Probably. I think it’s more or less a hypothesis generator at this point although one could come up with some reasons why the oestrogen receptor negative cohort might have done better with everolimus. That is that PTEN loss, that is loss of this tumour suppressor gene, is a little more frequent in oestrogen receptor negative HER2 positive tumours and maybe that’s why the drug had more effectiveness there. But it could be the play of chance and there are other reasons why ER negative tumours are different than ER positive tumours, many of us feel that they are two separate kinds of tumours and should be studied separately even though they all have amplification of HER2. But they’re clearly different tumours and I’m not surprised that there would be differential effects by receptor status.
So there could possibly be a benefit in using everolimus with hormone receptor negative women?
It’s possible. It needs more study but that’s certainly a possibility.
It might be hard to do the study now though?
Well not really… well, it would be hard to do the study because there are many other drugs available to treat HER2 positive patients now so finding the right patient population is going to be the challenge. What I would do is to try and figure out which patients did benefit in this study and then target a follow-up study in those particular patients.
But Dr Hurvitz was talking about adverse events and there were some deaths. That is a bit of a worry and she said the combination of paclitaxel and everolimus seemed to be quite harsh, unexpectedly so.
Yes, everolimus is not an easy drug to give and what she pointed out was a lot of these really adverse effects and deaths from patients on everolimus occurred very early when everolimus was first introduced into community practice and I think many physicians weren’t really adept at using it yet and weren’t aware, with personal experience, of some of these side effects.

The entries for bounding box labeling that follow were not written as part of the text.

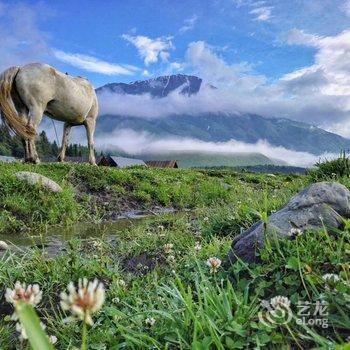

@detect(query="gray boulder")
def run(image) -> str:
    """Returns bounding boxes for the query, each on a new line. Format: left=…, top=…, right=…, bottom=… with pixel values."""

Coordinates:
left=226, top=182, right=350, bottom=265
left=15, top=171, right=62, bottom=193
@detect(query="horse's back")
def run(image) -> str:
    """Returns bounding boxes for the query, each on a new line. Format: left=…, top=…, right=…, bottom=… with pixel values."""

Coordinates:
left=16, top=63, right=96, bottom=123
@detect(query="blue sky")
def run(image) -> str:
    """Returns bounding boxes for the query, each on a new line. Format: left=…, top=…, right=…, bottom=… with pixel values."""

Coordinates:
left=2, top=0, right=349, bottom=86
left=0, top=0, right=350, bottom=137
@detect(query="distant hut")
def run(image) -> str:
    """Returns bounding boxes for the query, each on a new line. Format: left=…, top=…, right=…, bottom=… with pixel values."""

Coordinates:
left=0, top=156, right=18, bottom=163
left=146, top=160, right=179, bottom=168
left=98, top=156, right=147, bottom=168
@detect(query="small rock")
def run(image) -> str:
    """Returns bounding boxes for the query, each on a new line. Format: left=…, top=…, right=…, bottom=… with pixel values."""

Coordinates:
left=15, top=171, right=62, bottom=193
left=0, top=241, right=9, bottom=250
left=226, top=182, right=350, bottom=265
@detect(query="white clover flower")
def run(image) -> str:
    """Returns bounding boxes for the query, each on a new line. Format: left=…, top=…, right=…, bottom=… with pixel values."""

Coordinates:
left=164, top=243, right=174, bottom=254
left=49, top=335, right=58, bottom=344
left=322, top=273, right=340, bottom=284
left=194, top=242, right=202, bottom=252
left=5, top=281, right=43, bottom=307
left=207, top=257, right=221, bottom=273
left=145, top=317, right=156, bottom=327
left=61, top=278, right=105, bottom=325
left=270, top=295, right=290, bottom=310
left=289, top=227, right=303, bottom=237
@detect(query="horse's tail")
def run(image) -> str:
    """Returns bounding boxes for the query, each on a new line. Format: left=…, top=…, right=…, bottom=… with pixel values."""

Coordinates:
left=0, top=67, right=36, bottom=139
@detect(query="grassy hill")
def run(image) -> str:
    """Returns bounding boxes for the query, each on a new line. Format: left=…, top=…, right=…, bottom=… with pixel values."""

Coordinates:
left=140, top=152, right=282, bottom=168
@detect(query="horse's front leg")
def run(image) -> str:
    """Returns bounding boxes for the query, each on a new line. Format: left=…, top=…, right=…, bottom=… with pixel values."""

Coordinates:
left=28, top=139, right=40, bottom=164
left=84, top=117, right=96, bottom=165
left=22, top=139, right=29, bottom=163
left=57, top=123, right=72, bottom=163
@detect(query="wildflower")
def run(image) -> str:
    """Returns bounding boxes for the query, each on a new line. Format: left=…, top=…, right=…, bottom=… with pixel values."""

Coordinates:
left=16, top=322, right=46, bottom=340
left=49, top=335, right=57, bottom=344
left=145, top=317, right=156, bottom=327
left=322, top=273, right=340, bottom=284
left=270, top=295, right=290, bottom=310
left=92, top=240, right=102, bottom=248
left=194, top=242, right=202, bottom=252
left=289, top=227, right=303, bottom=237
left=5, top=281, right=43, bottom=307
left=61, top=278, right=105, bottom=325
left=167, top=255, right=175, bottom=263
left=164, top=243, right=174, bottom=254
left=0, top=241, right=9, bottom=250
left=118, top=280, right=126, bottom=288
left=207, top=257, right=221, bottom=273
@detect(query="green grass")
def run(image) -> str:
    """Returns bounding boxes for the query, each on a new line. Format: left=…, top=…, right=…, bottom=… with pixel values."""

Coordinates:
left=0, top=165, right=350, bottom=349
left=0, top=163, right=303, bottom=234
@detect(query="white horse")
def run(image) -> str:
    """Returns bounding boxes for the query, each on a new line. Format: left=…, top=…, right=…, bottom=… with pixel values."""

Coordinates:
left=0, top=63, right=98, bottom=164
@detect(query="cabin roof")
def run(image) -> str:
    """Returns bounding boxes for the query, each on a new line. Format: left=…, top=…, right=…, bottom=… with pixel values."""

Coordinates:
left=101, top=156, right=147, bottom=168
left=146, top=160, right=178, bottom=168
left=0, top=156, right=17, bottom=163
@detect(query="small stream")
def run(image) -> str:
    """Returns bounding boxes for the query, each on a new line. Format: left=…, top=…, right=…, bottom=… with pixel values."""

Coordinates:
left=0, top=209, right=180, bottom=256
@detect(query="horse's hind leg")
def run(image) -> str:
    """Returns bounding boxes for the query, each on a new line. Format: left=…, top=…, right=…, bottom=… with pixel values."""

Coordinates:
left=84, top=116, right=96, bottom=165
left=57, top=123, right=72, bottom=163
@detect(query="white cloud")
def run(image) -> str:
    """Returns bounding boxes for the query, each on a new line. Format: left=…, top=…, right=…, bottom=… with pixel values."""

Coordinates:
left=100, top=31, right=350, bottom=136
left=53, top=50, right=138, bottom=75
left=179, top=15, right=198, bottom=34
left=96, top=129, right=337, bottom=166
left=283, top=28, right=321, bottom=47
left=249, top=6, right=272, bottom=22
left=343, top=0, right=350, bottom=17
left=122, top=34, right=174, bottom=66
left=0, top=2, right=51, bottom=71
left=186, top=41, right=265, bottom=90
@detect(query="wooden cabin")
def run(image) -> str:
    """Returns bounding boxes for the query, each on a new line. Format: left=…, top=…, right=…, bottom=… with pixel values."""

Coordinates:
left=0, top=156, right=19, bottom=163
left=97, top=156, right=147, bottom=168
left=146, top=160, right=179, bottom=169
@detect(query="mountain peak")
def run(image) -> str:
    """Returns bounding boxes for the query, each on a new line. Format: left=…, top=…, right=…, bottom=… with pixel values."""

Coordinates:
left=96, top=74, right=202, bottom=97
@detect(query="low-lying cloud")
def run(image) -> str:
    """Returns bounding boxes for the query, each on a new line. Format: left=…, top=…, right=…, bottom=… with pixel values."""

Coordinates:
left=99, top=34, right=350, bottom=137
left=96, top=129, right=337, bottom=167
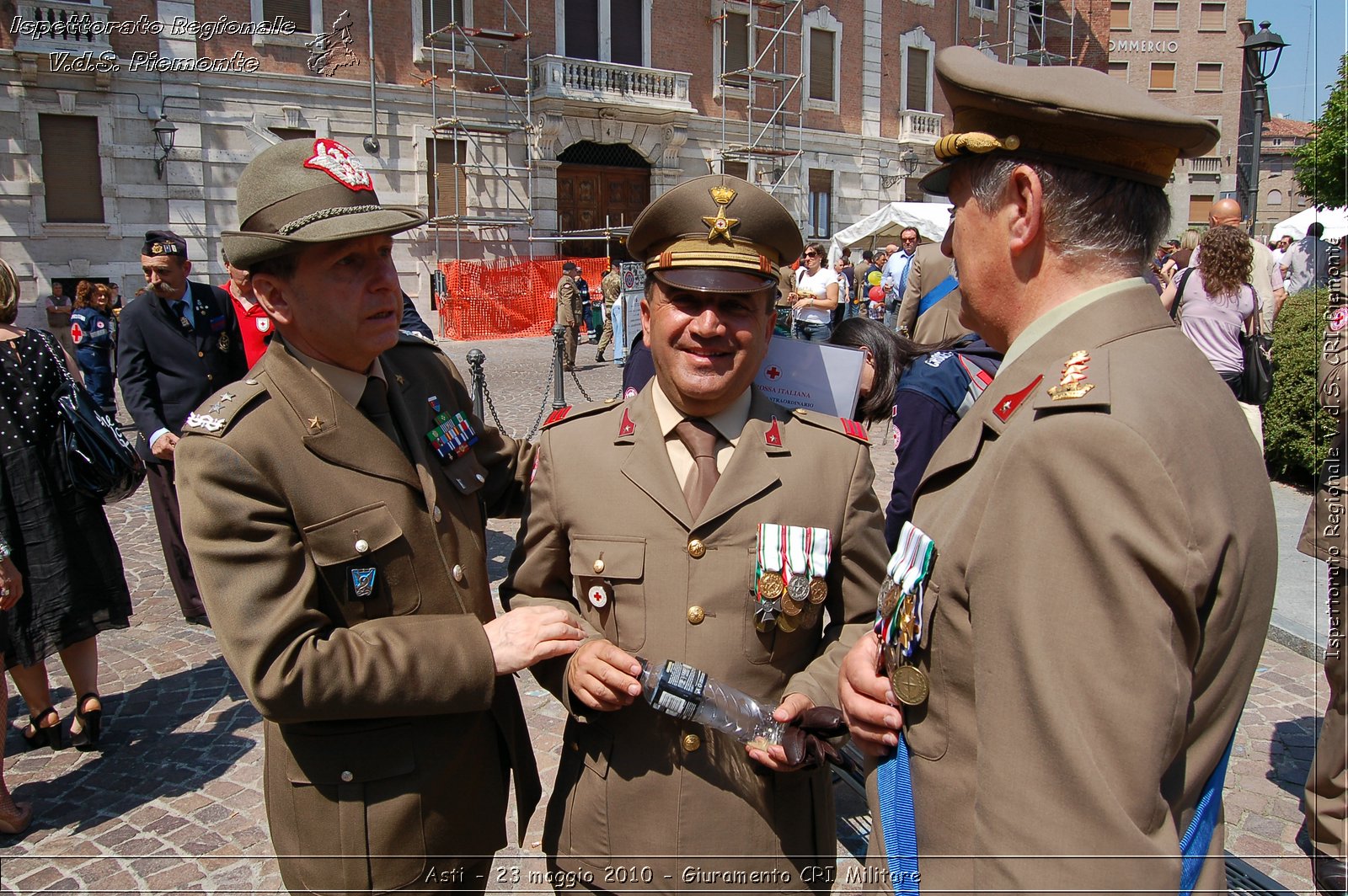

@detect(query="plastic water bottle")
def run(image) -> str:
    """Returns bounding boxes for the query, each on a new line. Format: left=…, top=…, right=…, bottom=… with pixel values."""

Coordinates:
left=636, top=656, right=784, bottom=749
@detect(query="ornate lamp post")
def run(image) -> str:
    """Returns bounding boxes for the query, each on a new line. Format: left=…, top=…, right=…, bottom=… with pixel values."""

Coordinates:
left=1244, top=22, right=1287, bottom=236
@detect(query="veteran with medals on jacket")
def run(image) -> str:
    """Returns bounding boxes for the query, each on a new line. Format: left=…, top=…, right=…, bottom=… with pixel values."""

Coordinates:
left=840, top=47, right=1278, bottom=893
left=501, top=175, right=885, bottom=892
left=177, top=137, right=581, bottom=893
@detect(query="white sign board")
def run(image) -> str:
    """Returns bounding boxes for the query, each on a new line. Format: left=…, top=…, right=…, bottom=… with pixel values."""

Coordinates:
left=753, top=335, right=865, bottom=419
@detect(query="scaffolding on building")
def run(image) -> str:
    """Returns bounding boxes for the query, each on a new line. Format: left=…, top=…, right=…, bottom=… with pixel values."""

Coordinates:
left=716, top=0, right=806, bottom=221
left=976, top=0, right=1077, bottom=66
left=423, top=0, right=534, bottom=264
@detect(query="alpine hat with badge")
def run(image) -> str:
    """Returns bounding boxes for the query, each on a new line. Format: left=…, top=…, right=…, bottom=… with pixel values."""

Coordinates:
left=500, top=175, right=885, bottom=892
left=178, top=139, right=581, bottom=893
left=221, top=137, right=426, bottom=271
left=841, top=47, right=1278, bottom=896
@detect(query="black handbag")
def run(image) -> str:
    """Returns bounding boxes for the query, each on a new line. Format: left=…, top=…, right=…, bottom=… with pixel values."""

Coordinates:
left=1238, top=305, right=1272, bottom=407
left=40, top=333, right=146, bottom=504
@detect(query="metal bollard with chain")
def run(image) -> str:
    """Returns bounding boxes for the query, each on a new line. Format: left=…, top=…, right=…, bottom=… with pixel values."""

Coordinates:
left=468, top=349, right=487, bottom=420
left=553, top=322, right=566, bottom=408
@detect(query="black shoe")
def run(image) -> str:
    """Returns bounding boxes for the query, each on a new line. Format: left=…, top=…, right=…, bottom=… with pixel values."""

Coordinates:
left=23, top=706, right=61, bottom=749
left=1310, top=853, right=1348, bottom=896
left=70, top=691, right=103, bottom=753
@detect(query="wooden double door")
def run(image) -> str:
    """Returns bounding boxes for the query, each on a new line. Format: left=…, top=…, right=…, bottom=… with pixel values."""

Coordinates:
left=557, top=164, right=651, bottom=256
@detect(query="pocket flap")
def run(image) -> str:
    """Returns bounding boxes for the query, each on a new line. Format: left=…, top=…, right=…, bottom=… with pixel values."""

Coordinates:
left=305, top=504, right=403, bottom=566
left=571, top=535, right=645, bottom=579
left=445, top=451, right=487, bottom=494
left=281, top=725, right=416, bottom=784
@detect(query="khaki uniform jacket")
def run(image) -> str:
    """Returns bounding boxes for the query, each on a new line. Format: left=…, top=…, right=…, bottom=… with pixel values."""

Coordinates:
left=557, top=274, right=585, bottom=326
left=869, top=285, right=1278, bottom=892
left=895, top=243, right=969, bottom=345
left=178, top=335, right=541, bottom=892
left=1297, top=318, right=1348, bottom=564
left=501, top=386, right=885, bottom=892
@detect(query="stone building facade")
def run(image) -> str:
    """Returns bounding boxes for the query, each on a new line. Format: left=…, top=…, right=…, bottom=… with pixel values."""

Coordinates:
left=0, top=0, right=1244, bottom=328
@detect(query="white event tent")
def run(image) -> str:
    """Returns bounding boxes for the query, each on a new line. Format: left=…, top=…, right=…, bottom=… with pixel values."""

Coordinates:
left=829, top=202, right=952, bottom=264
left=1272, top=209, right=1348, bottom=243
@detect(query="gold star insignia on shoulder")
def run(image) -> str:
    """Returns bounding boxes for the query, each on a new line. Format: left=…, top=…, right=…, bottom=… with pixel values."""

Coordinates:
left=703, top=186, right=740, bottom=243
left=1049, top=352, right=1094, bottom=402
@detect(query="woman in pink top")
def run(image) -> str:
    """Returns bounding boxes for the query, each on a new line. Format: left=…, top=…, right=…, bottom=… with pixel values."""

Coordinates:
left=1161, top=225, right=1258, bottom=392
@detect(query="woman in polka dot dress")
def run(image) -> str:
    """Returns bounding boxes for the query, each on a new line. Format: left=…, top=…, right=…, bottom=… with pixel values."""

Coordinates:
left=0, top=260, right=131, bottom=831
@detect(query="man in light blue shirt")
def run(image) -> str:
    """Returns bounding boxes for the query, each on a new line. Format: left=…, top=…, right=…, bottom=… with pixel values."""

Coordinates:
left=881, top=227, right=922, bottom=330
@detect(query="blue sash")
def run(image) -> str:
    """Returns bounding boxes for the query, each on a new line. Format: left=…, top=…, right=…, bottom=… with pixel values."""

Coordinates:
left=875, top=732, right=919, bottom=896
left=1177, top=733, right=1236, bottom=896
left=918, top=274, right=960, bottom=317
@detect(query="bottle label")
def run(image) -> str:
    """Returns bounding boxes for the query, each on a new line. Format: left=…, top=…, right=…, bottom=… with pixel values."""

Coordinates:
left=651, top=660, right=706, bottom=719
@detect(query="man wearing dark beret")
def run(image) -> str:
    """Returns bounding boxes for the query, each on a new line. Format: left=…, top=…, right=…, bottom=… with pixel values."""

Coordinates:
left=169, top=137, right=581, bottom=893
left=501, top=175, right=885, bottom=892
left=117, top=231, right=248, bottom=622
left=840, top=47, right=1278, bottom=893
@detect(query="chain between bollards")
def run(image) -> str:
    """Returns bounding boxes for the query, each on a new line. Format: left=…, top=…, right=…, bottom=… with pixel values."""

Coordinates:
left=553, top=322, right=566, bottom=408
left=468, top=349, right=487, bottom=420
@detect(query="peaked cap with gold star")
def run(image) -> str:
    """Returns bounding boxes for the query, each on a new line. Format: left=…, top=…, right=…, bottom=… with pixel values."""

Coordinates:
left=627, top=173, right=804, bottom=292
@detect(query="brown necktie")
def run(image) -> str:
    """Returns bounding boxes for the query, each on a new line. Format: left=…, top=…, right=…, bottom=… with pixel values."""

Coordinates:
left=356, top=376, right=407, bottom=456
left=674, top=416, right=721, bottom=520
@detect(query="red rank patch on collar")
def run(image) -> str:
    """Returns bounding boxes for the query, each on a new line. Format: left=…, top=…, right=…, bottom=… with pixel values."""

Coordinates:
left=305, top=137, right=375, bottom=193
left=992, top=373, right=1043, bottom=423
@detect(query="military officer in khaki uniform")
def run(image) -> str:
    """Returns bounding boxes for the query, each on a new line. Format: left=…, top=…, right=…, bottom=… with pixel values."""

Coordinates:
left=177, top=139, right=581, bottom=892
left=895, top=243, right=969, bottom=345
left=501, top=175, right=885, bottom=892
left=557, top=261, right=585, bottom=371
left=1297, top=306, right=1348, bottom=893
left=841, top=47, right=1278, bottom=892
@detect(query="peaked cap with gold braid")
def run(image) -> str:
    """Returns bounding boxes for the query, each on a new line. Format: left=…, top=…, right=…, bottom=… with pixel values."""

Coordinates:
left=627, top=173, right=804, bottom=292
left=922, top=47, right=1220, bottom=194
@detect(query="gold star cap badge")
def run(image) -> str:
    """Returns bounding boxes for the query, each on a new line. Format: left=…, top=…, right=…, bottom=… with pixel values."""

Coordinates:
left=703, top=186, right=740, bottom=243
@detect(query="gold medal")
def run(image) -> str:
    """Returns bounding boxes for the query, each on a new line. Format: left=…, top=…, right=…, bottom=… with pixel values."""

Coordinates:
left=759, top=573, right=786, bottom=601
left=890, top=665, right=932, bottom=706
left=880, top=579, right=903, bottom=618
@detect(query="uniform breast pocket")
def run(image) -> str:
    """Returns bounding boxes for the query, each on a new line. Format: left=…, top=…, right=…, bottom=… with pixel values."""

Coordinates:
left=303, top=504, right=420, bottom=624
left=571, top=535, right=645, bottom=652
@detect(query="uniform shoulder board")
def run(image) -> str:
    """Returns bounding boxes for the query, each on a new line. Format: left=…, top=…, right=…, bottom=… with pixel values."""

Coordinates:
left=541, top=402, right=618, bottom=429
left=398, top=330, right=436, bottom=346
left=791, top=407, right=871, bottom=445
left=182, top=377, right=267, bottom=436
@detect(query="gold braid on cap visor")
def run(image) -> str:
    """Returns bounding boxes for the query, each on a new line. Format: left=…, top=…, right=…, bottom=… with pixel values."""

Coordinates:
left=645, top=234, right=777, bottom=274
left=933, top=113, right=1180, bottom=186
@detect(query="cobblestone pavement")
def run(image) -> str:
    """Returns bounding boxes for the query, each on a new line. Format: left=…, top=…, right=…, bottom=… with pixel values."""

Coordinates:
left=0, top=339, right=1326, bottom=893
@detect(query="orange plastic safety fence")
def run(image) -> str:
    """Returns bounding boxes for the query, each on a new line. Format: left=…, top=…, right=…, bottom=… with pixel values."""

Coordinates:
left=436, top=256, right=608, bottom=339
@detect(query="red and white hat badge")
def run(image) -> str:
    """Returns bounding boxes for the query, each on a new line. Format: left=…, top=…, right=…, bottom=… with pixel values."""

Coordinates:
left=305, top=137, right=375, bottom=193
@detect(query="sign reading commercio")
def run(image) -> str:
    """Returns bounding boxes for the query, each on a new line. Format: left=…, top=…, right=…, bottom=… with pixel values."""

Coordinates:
left=1110, top=40, right=1180, bottom=52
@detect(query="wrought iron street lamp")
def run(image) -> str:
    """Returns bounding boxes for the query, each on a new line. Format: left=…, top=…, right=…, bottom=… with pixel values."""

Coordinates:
left=1244, top=22, right=1287, bottom=236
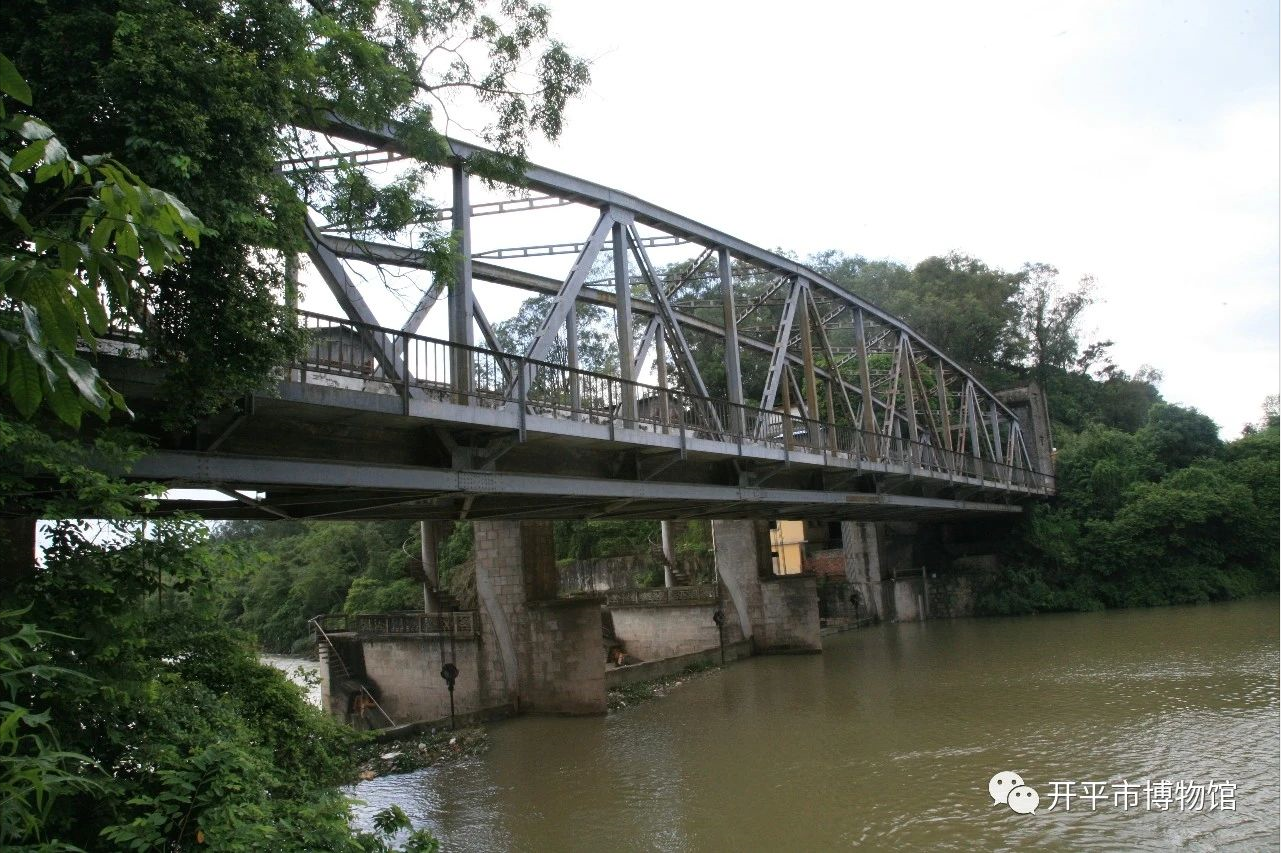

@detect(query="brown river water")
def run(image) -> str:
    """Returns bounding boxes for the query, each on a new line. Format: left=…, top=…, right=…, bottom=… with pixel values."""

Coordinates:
left=354, top=601, right=1281, bottom=852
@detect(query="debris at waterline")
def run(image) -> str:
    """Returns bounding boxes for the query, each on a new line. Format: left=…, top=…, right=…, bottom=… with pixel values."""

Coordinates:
left=607, top=663, right=720, bottom=713
left=357, top=726, right=489, bottom=781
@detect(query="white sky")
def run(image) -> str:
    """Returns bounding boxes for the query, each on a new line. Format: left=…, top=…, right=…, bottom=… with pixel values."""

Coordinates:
left=497, top=0, right=1278, bottom=437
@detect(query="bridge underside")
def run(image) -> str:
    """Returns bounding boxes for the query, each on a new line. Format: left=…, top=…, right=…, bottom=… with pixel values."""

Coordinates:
left=106, top=361, right=1030, bottom=521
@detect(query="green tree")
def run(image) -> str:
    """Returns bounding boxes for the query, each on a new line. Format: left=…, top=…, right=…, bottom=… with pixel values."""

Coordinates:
left=0, top=0, right=588, bottom=420
left=1018, top=264, right=1094, bottom=384
left=1138, top=403, right=1222, bottom=470
left=0, top=54, right=201, bottom=427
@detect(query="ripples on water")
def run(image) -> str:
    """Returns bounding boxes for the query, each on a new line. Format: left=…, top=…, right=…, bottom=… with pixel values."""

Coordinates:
left=355, top=602, right=1281, bottom=850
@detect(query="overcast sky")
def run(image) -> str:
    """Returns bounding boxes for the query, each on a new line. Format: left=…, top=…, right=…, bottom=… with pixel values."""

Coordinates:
left=504, top=0, right=1278, bottom=437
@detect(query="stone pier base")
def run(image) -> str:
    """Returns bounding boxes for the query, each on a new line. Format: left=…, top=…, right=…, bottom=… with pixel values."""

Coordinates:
left=712, top=521, right=822, bottom=653
left=474, top=521, right=606, bottom=713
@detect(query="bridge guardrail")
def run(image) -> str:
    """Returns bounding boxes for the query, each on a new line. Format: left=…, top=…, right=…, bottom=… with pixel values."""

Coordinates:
left=605, top=584, right=717, bottom=607
left=292, top=311, right=1054, bottom=494
left=314, top=610, right=480, bottom=638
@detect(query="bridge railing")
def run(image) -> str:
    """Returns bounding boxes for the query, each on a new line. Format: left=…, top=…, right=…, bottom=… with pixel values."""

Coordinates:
left=605, top=584, right=717, bottom=607
left=292, top=311, right=1054, bottom=493
left=314, top=611, right=480, bottom=638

Those side effects now, if you did the study now since it’s been around for a couple of years, you would see many, many less of those side effects and hopefully no deaths. But it is a dangerous drug like many of our drugs used to treat cancer and one has to be knowledgeable and careful in their use.
So what’s your overall verdict on trying to reach an alternative pathway to get at this breast cancer?
We’re not there yet. We know a couple of things; we know that the oestrogen receptor can be a bypass mechanism for blocking HER2 so if you’ve got a tumour that’s positive for both oestrogen receptor and HER2, if you only block one of those driver pathways the tumour’s not going to do very well with the treatment, you have to block both. So, as she mentioned, they’re trying now to block both oestrogen receptor and HER2 and using everolimus to block mTOR might be the way to go. In that situation maybe you would see a benefit in the ER positive subgroup.